Graham Nash spoke out against the use of his song “Chicago” in an advertisement for an upcoming anti-vax rally being hosted by Robert F. Kennedy Jr’s organization in Washington D.C.
The 79-year-old rocker took to Instagram on Saturday to condemn the song’s inclusion at the event and threatened legal action against RFK Jr.’s organization:
“The use of my song ‘Chicago’ by Robert F. Kennedy, Jr.’s Children’s Health Defense movement in a video to promote his organization’s rally in Washington, D.C. tomorrow is not authorized and I am taking steps to cause the cessation of its use,” Nash wrote.
Nash continued, “I do not support [Kennedy’s] anti-vaccination position as the history of the efficacy of the Covid19 vaccines is well documented. When I wrote ‘We Can Change the World’ I did not expect that an institution such as this one that claims that it fights for individuals’ freedoms would so readily and recklessly infringe upon and, by its association with its cause, mischaracterize the intellectual property rights of a songwriter for its own purposes.”

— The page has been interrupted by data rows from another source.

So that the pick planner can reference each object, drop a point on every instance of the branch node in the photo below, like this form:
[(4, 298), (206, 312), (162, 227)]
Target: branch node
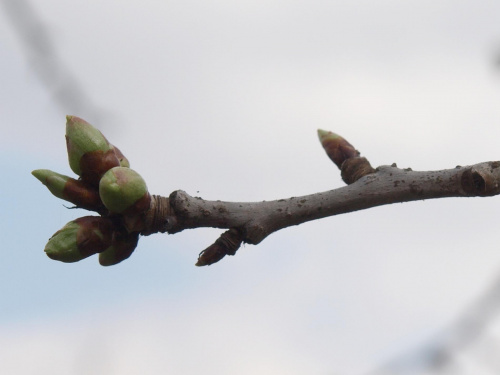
[(160, 218), (354, 168), (227, 244)]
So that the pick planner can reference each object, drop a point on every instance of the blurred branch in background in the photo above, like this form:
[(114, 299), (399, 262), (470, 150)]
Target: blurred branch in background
[(42, 57), (467, 347)]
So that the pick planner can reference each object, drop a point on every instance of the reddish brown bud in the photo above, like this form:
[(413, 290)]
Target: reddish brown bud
[(75, 191), (336, 147)]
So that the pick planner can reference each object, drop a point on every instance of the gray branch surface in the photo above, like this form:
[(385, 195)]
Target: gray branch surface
[(254, 221)]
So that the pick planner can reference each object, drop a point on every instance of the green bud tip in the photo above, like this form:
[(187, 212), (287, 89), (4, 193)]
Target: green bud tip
[(81, 138), (120, 188), (336, 147), (54, 181), (322, 134), (80, 239)]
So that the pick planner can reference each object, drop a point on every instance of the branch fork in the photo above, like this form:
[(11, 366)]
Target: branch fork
[(252, 222)]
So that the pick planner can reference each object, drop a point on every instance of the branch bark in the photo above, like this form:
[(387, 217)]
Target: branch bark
[(254, 221)]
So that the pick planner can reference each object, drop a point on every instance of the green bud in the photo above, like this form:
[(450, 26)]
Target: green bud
[(123, 246), (80, 239), (121, 158), (336, 147), (90, 154), (124, 191), (77, 192)]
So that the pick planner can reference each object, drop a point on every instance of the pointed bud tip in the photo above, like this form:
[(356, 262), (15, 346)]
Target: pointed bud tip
[(325, 133), (40, 174)]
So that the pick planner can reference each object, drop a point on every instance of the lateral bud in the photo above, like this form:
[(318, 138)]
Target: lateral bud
[(77, 192), (80, 239), (336, 147), (124, 191), (90, 154)]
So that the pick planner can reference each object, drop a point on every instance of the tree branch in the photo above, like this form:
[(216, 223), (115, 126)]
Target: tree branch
[(109, 187), (256, 220)]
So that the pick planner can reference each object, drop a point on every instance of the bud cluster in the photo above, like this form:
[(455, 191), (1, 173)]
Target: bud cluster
[(106, 185)]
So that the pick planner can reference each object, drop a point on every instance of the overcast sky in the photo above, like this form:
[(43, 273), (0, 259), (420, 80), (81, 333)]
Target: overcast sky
[(222, 99)]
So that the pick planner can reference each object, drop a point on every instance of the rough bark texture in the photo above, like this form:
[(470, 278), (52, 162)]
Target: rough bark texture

Despite being a longtime advocate for public health programs since its founding in the mid-2010s, RFK Jr., who heads the Children’s Health Defense founded by his father, was an outspoken critic of the COVID-19 vaccine throughout the pandemic.
RFK Jr. was the subject of many headlines in recent months for repeatedly attacking Dr. Anthony Fauci for his “catastrophic mismanagement” of the pandemic. RFK Jr. has since spread unproven and false conspiracy theories about COVID-19 and the CDC, including that Fauci himself had invested with vaccine-manufacturer Moderna.
The upcoming Children’s Health Defense rally was scheduled under the banner “Defeat the Mandates: An American Homecoming”. According to the CHD website, the rally hopes “To stop the Covid vaccine mandates. To say never again to the lockdowns!”
Nash concluded his condemnation of the event and its use of his song saying: “I believe in science and facts, and do not support such blatant disregard for either, nor for my rights as a musician.”